Roger Gracie is has little tolerance for ego when it shows up in jiu-jitsu training. In a recent podcast conversation, the 10-time IBJJF World Champion repeatedly returned to the same idea: ego quietly limits how people train, how they recover, and ultimately how far they progress in the sport.
One of his strongest points came when discussing practitioners who refuse to tap in the gym. Roger didn’t soften his stance.
“If you don’t like tapping, you’ll be a crippled when you retire. Every single athlete out there, they resist moves because they didn’t like tapping, or they let themselves get injured. Why do you want to live the rest of your life limping with pain because of your ego? You have to accept.”
His message was less about competition and more about long-term consequences. While he acknowledged that there are rare, high-stakes moments in competition where athletes may choose to risk injury to win, he made it clear that this mentality doesn’t belong in everyday training.
As he put it:
“If you’re just a person that doesn’t like tapping, that’s not very smart. It’s not a smart move.”
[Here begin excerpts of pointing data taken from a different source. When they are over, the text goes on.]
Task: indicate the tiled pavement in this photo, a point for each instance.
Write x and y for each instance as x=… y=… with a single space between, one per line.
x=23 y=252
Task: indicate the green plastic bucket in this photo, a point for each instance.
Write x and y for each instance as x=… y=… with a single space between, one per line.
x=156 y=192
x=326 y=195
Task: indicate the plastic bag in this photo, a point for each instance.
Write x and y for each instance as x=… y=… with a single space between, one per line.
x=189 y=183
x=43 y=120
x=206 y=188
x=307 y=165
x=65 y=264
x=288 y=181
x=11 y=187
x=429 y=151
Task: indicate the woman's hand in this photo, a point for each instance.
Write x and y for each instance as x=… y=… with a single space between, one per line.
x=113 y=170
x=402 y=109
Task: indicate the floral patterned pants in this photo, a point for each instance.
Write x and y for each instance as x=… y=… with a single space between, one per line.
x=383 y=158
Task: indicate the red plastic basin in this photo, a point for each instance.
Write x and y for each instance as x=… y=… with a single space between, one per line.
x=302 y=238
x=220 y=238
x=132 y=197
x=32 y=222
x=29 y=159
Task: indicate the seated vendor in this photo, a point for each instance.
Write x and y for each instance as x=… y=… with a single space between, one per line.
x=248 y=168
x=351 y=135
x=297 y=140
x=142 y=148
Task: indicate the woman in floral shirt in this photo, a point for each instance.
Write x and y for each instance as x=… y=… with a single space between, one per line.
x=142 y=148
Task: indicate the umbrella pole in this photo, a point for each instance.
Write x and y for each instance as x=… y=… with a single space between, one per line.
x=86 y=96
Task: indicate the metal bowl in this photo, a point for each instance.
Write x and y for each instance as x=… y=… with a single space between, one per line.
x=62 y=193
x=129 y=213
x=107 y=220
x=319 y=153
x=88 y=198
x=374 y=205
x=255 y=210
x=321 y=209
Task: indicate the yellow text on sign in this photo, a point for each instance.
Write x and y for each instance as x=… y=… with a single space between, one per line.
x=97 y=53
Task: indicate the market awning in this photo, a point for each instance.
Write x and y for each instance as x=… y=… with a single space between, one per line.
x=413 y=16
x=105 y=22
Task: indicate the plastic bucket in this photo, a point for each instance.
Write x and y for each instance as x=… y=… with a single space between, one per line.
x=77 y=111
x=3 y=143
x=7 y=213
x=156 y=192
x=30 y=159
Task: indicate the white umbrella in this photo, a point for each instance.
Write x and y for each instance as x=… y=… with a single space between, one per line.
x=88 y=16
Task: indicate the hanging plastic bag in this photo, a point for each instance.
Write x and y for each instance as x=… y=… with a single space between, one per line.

From there, Roger shifted to another way ego shows up on the mats: the refusal to train weak positions. In his view, many high-level athletes unintentionally cap their own development by always playing to their strengths.
“They don’t want to get choked out in training. It’s like ego. It’s all about winning or losing, even in the academy.”
He explained that this mindset prevents athletes from building the defensive depth required at the elite level. Instead of repeatedly avoiding bad positions, he believes the opposite approach is necessary: deliberate exposure to them until reactions become automatic.
“I put myself over and over again in very bad scenarios. So if I ever, you know, see myself [in that scenario], I would know what to do? Not many people do that.”
Roger also pointed out a pattern he has observed across generations of athletes: natural talent can sometimes become a trap rather than an advantage.
“I’ve seen people super gifted that they will learn a move in a blink of an eye. Like everything you teach them, they can do it straight away. And I’ve seen people that really struggle to learn anything. But who wins? The most dedicated. That’s it.”
He added that gifted athletes often reduce their own workload because early success convinces them they don’t need as much preparation:
“The gifted usually train less, thinking they can get away with it. I’m good enough, I don’t need to train. The person that is not gifted knows that and knows they need to train extra to be good.”
According to Roger, that gap in discipline is often what determines long-term outcomes more than natural ability.